Clapper letter admits NSA and CIA searches were illegal

United States intelligence analysts have searched for Americans’ emails and phone calls within the repository of communications that the government collects without a warrant, according to a letter from James R. Clapper Jr., the director of national intelligence, to Senator Ron Wyden, Democrat of Oregon.
The March 28 letter was not the first official confirmation that both the National Security Agency and the C.I.A. had carried out such searches. But its release served to elevate attention to the fact that the activity, which Mr. Wyden has criticized as a “backdoor search” loophole to warrant requirements, was not just theoretical.
“It is now clear to the public that the list of ongoing intrusive surveillance practices by the N.S.A. includes not only bulk collection of Americans’ phone records, but also warrantless searches of the content of Americans’ personal communications,” Mr. Wyden said in a joint statement with Senator Mark Udall, Democrat of Colorado. “This is unacceptable. It raises serious constitutional questions, and poses a real threat to the privacy rights of law-abiding Americans.”
A 2008 law, the FISA Amendments Act, legalized the warrantless surveillance program that the Bush administration created after the terrorist attacks of Sept. 11, 2001. The law permits the government to intercept phone calls and emails without a warrant and on domestic soil, as long as the surveillance target is a noncitizen who lives abroad.
In fall 2011, the Obama administration obtained the approval of the Foreign Intelligence Surveillance Court for analysts to search for “U.S. person identifiers” in the repository, enabling them to pull out phone calls and emails involving Americans that had been intercepted because the people involved had been in contact with a foreign target.
Hints that the rules permitted that activity first appeared in pointed questions by Mr. Wyden. In 2012, when the FISA Amendments Act was up for renewal, he led an unsuccessful legislative push to begin requiring judicial approval to search the communications gathered under the program.
A document leaked by the former N.S.A. contractor Edward J. Snowden, published by The Guardian in early August, brought the rule change to light. Mr. Clapper’s office declassified and released documents about surveillance in response to the leaks. One, released later in August, discussed the rule change and noted that internal overseers had found no rule violations with N.S.A. and C.I.A. searches for Americans’ information.
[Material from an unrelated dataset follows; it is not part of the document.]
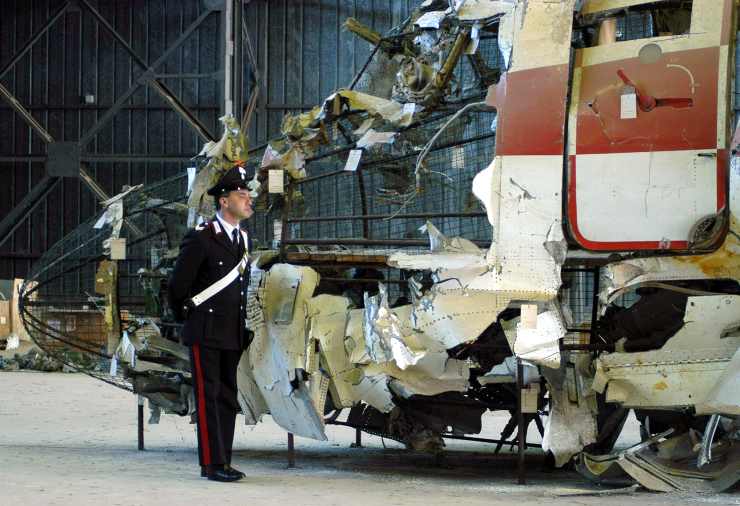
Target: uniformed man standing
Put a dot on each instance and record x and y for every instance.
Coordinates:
(215, 317)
Still, when Mr. Wyden asked Mr. Clapper at a Jan. 29 hearing whether any such searches had been conducted, he declined to answer, saying, “There are very complex legal issues here.” He agreed to respond in writing, resulting in the March 28 letter.
The government has not said how often it has used the power to examine Americans’ communications.
Last month, the issue also arose at a hearing by the Privacy and Civil Liberties Oversight Board, an independent federal watchdog group that is examining how the government is using the FISA Amendments Act.
Brad Wiegmann, a deputy assistant attorney general for the Justice Department’s National Security Division, testified that searching the database for Americans’ communications without a warrant did not raise Fourth Amendment concerns because the information had been lawfully collected by the government.
Later in the oversight board’s hearing, one of its members, Patricia Wald, a retired appeals court judge, asked why it would not be appropriate to require analysts to get court approval to pull up Americans’ communications.
Robert S. Litt, the general counsel for the Office of the Director of National Intelligence, replied that imposing that rule would be an operational burden and would make the surveillance court extremely unhappy because of the frequency with which analysts query the database.
Judge Wald replied, “I suppose the ultimate question for us is whether or not the inconvenience to the agencies, or even the unhappiness of the FISA court, would be the ultimate criteria.”